Such remarks also, were designed to instil love and veneration. But again, the gay God intervened. The idea of pain still horrified the boy. Its perversion into a boast still filled him with disgust. He would fain have had it that motherhood be joyous; that the best things be the happy things of life. His mother’s lugubrity in speaking of her works of love struck him as sacrilege. And to a gay God, it was.

Quincy was simply not grown-up. But it seemed to Sarah that in matters of sympathy and feeling, he was strangely backward.

“I should like to be able to talk to you like a man, my dear. You are no longer a child.

And through divers thrusts, Quincy learned what she meant by this. To be like a man was to be moved by ugly things—like business and money and machinery. To be like a man was to be edified by things not only ugly but wrong,—like pain, and that murder of self called sacrifice.
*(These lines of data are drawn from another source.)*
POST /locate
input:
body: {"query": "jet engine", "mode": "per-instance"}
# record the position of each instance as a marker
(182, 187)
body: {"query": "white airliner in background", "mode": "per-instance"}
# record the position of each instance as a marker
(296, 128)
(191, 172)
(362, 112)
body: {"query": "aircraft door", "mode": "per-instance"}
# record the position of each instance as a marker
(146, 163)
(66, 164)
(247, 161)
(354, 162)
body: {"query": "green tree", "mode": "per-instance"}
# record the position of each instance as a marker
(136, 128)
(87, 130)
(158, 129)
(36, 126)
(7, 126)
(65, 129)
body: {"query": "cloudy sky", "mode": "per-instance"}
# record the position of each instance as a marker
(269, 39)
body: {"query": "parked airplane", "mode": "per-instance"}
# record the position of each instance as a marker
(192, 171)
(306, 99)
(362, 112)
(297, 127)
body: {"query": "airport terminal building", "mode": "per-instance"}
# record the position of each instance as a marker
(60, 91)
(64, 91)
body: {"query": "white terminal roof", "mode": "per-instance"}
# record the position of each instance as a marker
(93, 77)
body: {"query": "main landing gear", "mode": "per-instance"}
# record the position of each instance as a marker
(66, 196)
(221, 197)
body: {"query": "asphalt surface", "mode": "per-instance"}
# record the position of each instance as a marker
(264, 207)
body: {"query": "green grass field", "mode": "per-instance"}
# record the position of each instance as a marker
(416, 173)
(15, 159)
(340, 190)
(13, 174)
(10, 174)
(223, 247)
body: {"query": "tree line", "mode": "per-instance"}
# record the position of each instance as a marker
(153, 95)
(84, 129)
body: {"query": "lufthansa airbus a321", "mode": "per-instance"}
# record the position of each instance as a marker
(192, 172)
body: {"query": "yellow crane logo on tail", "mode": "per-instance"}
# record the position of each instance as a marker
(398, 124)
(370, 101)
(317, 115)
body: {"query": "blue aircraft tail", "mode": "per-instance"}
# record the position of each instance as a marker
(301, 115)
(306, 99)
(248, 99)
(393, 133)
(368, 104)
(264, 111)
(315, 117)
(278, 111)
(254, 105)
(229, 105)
To be like a man was to agree, in everything, with a battered, complaining woman whose drowned violet eyes had always been a mother’s. He looked at her. He tried to understand and to consent. But it was revolting work.

“Think of the privilege your father has given you,” she said, “in letting you grow up in New York.”

“Mama—New York is ugly!”

“It is the center of the greatest country of the world,” Sarah replied. “Isn’t that of importance?”

Quincy was moved by her eloquence. Perhaps, that was of importance. Yet something in him mutely stirred negation. He was impressed. But he could not agree. And this conflict fevered him.

“An ugly metropolis is less important than a wild-flower!” he cried, stung to inspiration by his failure to express himself calmly.

Sarah smiled. She had lived among wild-flowers; she knew. She had drudged among them; sweated among them; wanted among them. She was angered by such dangerous illusions in a son of hers.